Job interviews are often a stressful affair at the best of times. The unfortunate truth is that some of your interviews are bound to go wrong. Whether it’s due to a lack of preparation, a misunderstanding of some sort, or simply a bad day, most of us have had at least one bad interview.

With your future on the line, a bad interview can feel harrowing. But that interview is just one small step on your career journey. It’s vital to learn how to bounce back from a bad interview, learn the necessary lessons, and move on to the next one.

Reflect on what went wrong

First, you need to analyze what, if anything, went wrong in your interview. Was there a pivotal moment where something went south, was there something you forgot, or is it simply a feeling you didn’t do your best?

JobMob’s Nisa Chitakasem says that if you catch a mistake during the interview, you need to stay calm, don’t panic, and don’t try too hard to pivot back. Recognizing your mistake in the moment is a good thing, but you can’t let that moment snowball and lead to more disaster.

If instead, you’re reflecting afterward, take some notes to figure out what went right and what went wrong. Gleeson Recruitment Group’s Rose Hunt says that likely your entire interview wasn’t a disaster. By focusing on the specific spots that didn’t go well, you’ll be able to isolate your mistake and come up with a solution.

Ask for feedback

If you want a more objective, outside view of the situation, asking for feedback is always an option. If nothing else, you might at least get a definitive answer. An interviewer won’t always answer your inquiry—some companies have policies against it, and some candidates react poorly to criticism—but it’s worth asking.

Indeed writes that by following up with your interviewer, you might get the response you’re looking for. They might be able to tell you what went wrong, if anything, or possibly reassure you that something you thought went bad actually didn’t. Maybe the only reason you were passed over is because of the strength of another candidate or a lack of experience on your part. If you’re working with a recruiter, they may be able to act as an in-between between you and the interviewer to find an answer.

“If your recruiter believes in your skills and knows your bad job interview performance was just a glitch, there’s a chance they’ll be able to smooth things over, and maybe even get you through to the next round of interviews for a second chance.” –Rose Hunt

Send a thank-you note

You should be sending a thank-you note after every interview, good or bad. It shows your appreciation and gives you an edge over those who don’t send one. But a thank you after a bad interview can be a tool to clarify things and make a better final impression in addition to the usual benefits.

HBR’s Marlo Lyons describes how you can use a thank-you note to show self-awareness. Instead of apologizing, you can mention a specific area that tripped you up and take another stab at better answering that question. For example:

“When you asked me about my experience in driving the business, it was clear my answer didn’t resonate. After taking some time to reflect on the question, I thought of this example, which may clarify.”
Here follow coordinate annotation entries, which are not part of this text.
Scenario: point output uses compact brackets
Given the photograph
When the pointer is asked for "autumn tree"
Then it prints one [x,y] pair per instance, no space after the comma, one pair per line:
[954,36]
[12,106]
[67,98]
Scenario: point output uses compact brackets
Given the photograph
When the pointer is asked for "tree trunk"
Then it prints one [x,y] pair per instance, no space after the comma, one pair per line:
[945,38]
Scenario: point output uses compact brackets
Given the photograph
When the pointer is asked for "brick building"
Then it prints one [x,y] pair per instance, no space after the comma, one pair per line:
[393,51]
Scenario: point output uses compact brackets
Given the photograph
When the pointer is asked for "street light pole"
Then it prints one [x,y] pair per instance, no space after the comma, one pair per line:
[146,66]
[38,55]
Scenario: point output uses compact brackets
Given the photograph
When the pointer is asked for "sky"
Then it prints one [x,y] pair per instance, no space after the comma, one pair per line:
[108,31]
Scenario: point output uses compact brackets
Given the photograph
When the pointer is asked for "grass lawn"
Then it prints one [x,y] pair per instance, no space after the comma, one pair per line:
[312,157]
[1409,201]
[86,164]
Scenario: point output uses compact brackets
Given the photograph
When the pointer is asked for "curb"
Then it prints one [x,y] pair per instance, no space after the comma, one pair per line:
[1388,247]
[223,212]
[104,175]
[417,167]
Even if you think you did more damage than a quick follow-up can repair, it’s still good practice to send the note anyway and express your interest and gratitude. It doesn’t hurt, and at least you’ll end on a good note.

Learn from your mistakes and forgive yourself

Whatever you learn from your follow-up efforts, the most important lessons you can take away are being aware of what went wrong, forgiving yourself, and moving on.

Interviews are stressful and generally not representative of the skills you’ll use on that job every day. Interviewing is a specific skill set involving how to behave in a set meta. No one can blame you for giving in to the pressure or making a mistake.

The Muse’s Katie Douthwaite Wolf says that by determining your mistakes, you can practice until you’re more comfortable answering interview questions. This bad interview can be the catalyst to improve and do better next time. Use your experience to carry yourself forward rather than dwell on the negative.

“A bad interview can leave you feeling frustrated, upset, and beating yourself up. Take some time (whether it’s 10 minutes or an hour) to reflect on the experience, but don’t dwell on it for too long. It’s easy to spiral and become convinced that the interview went even worse than it actually did.” –Alison Doyle, The Balance

Wrap up

Interviews offer a chance at an exciting potential future, so it’s understandable to feel down when things go wrong. But one interview can’t define your job search. By learning the above lessons, you can figure out what went wrong and approach your next interview a little wiser.